16-01-2023
Any organisation that wants to go digital must have a structure in place that supports its needs. Only then will it be able to achieve its objectives, such as sales, profits, customers, orders, etc. This may be one of the epitomes of innovation and digital transformation, but in practice, how do you get started? How to do it?
These are the questions we usually hear when we start a tech project from scratch. In most cases, we resort to Java. More than a programming language (one of the most used of all time and one that is introduced from an early age, at college), it is a technology with different areas of application. In this case, let’s introduce Spring for web development and Apache Spark as a solution for processing large volumes of data.

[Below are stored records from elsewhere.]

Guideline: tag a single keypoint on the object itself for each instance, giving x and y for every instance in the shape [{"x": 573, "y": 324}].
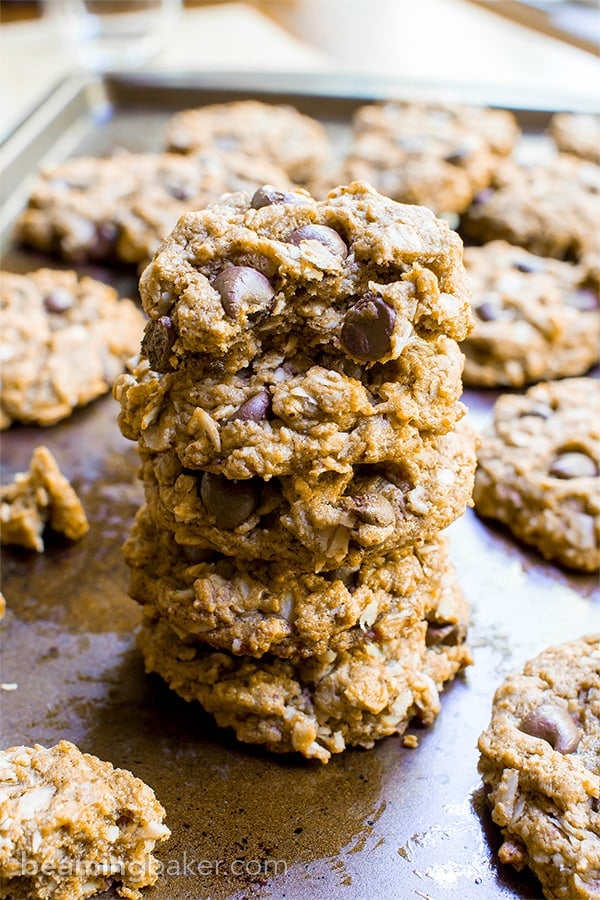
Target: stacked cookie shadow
[{"x": 297, "y": 411}]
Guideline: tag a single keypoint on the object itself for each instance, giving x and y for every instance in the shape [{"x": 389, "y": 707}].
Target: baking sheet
[{"x": 388, "y": 822}]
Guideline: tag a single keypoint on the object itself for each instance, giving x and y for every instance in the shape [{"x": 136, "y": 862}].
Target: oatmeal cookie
[
  {"x": 317, "y": 523},
  {"x": 577, "y": 133},
  {"x": 540, "y": 763},
  {"x": 538, "y": 470},
  {"x": 550, "y": 208},
  {"x": 253, "y": 607},
  {"x": 38, "y": 498},
  {"x": 64, "y": 340},
  {"x": 356, "y": 276},
  {"x": 279, "y": 134},
  {"x": 433, "y": 155},
  {"x": 322, "y": 704},
  {"x": 121, "y": 207},
  {"x": 71, "y": 824},
  {"x": 535, "y": 318},
  {"x": 282, "y": 415}
]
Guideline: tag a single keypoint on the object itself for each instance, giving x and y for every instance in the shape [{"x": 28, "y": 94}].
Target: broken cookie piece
[
  {"x": 70, "y": 824},
  {"x": 38, "y": 498}
]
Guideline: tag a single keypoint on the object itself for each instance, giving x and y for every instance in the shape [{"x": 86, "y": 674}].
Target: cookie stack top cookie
[
  {"x": 356, "y": 274},
  {"x": 288, "y": 335}
]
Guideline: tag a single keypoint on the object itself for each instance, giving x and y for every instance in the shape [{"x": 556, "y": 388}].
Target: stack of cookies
[{"x": 297, "y": 411}]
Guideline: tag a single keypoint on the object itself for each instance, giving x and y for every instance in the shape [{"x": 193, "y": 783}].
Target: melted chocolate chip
[
  {"x": 584, "y": 299},
  {"x": 230, "y": 502},
  {"x": 529, "y": 265},
  {"x": 553, "y": 724},
  {"x": 458, "y": 157},
  {"x": 483, "y": 196},
  {"x": 243, "y": 286},
  {"x": 103, "y": 242},
  {"x": 348, "y": 576},
  {"x": 255, "y": 409},
  {"x": 157, "y": 342},
  {"x": 450, "y": 635},
  {"x": 58, "y": 300},
  {"x": 372, "y": 509},
  {"x": 323, "y": 234},
  {"x": 539, "y": 410},
  {"x": 487, "y": 312},
  {"x": 367, "y": 329},
  {"x": 573, "y": 464},
  {"x": 267, "y": 195}
]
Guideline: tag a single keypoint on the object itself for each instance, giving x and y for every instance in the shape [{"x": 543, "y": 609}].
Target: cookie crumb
[{"x": 38, "y": 498}]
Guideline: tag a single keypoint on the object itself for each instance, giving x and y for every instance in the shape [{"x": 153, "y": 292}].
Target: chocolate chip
[
  {"x": 104, "y": 239},
  {"x": 539, "y": 410},
  {"x": 553, "y": 724},
  {"x": 483, "y": 196},
  {"x": 573, "y": 464},
  {"x": 157, "y": 342},
  {"x": 242, "y": 285},
  {"x": 323, "y": 234},
  {"x": 194, "y": 555},
  {"x": 367, "y": 328},
  {"x": 529, "y": 266},
  {"x": 584, "y": 299},
  {"x": 267, "y": 195},
  {"x": 487, "y": 312},
  {"x": 373, "y": 509},
  {"x": 450, "y": 635},
  {"x": 255, "y": 409},
  {"x": 458, "y": 157},
  {"x": 230, "y": 502},
  {"x": 58, "y": 300}
]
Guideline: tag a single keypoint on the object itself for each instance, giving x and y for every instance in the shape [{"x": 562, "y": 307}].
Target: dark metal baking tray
[{"x": 389, "y": 822}]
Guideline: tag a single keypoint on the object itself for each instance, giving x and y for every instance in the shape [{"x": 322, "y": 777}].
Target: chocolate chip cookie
[
  {"x": 538, "y": 470},
  {"x": 253, "y": 607},
  {"x": 317, "y": 523},
  {"x": 577, "y": 133},
  {"x": 430, "y": 154},
  {"x": 357, "y": 276},
  {"x": 277, "y": 133},
  {"x": 64, "y": 340},
  {"x": 121, "y": 207},
  {"x": 535, "y": 318},
  {"x": 38, "y": 498},
  {"x": 322, "y": 704},
  {"x": 286, "y": 414},
  {"x": 71, "y": 825},
  {"x": 550, "y": 208},
  {"x": 540, "y": 764}
]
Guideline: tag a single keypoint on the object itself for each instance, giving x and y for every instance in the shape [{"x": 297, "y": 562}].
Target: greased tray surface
[{"x": 390, "y": 822}]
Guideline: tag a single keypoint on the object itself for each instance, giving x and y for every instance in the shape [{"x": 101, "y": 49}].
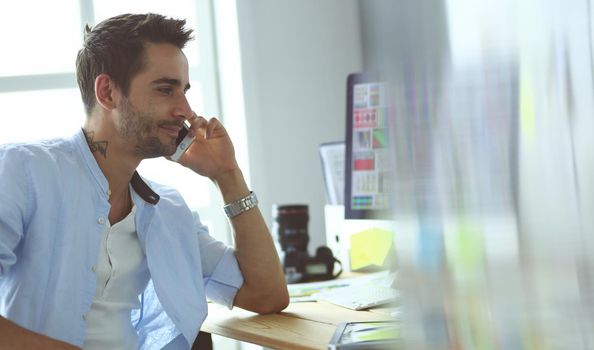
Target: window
[{"x": 38, "y": 83}]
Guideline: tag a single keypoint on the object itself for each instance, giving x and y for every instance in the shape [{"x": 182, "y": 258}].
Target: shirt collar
[{"x": 138, "y": 184}]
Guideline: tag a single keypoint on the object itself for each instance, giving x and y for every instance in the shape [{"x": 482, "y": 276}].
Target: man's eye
[{"x": 165, "y": 90}]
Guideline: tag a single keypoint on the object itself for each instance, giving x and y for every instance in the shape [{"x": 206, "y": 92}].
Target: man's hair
[{"x": 116, "y": 47}]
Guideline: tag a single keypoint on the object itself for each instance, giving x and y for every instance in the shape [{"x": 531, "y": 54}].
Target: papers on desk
[{"x": 355, "y": 293}]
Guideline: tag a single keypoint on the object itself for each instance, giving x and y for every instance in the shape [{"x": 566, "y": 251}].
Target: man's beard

Which framework to use to develop Java applications? The answer is Spring!
Due to its various functionalities and components, Spring has already been the subject of one of Xtech Community’s blog posts The technology community proves that this is, in fact, the best framework to develop Java applications for several reasons:
- Popularity: is used by over 50% of the large Java developer community; has open-source licensing.
- Reliability: commercial support is available (important for companies and consultants); it has existed since 2004 and has received several updates since then.
- Productivity: is practical, effective, simple, modular and well documented; it is also deployable/testable/portable, which means it can be running on other frameworks like JBoss or Docker containers – all you need is the executable and to be able to use and start the application.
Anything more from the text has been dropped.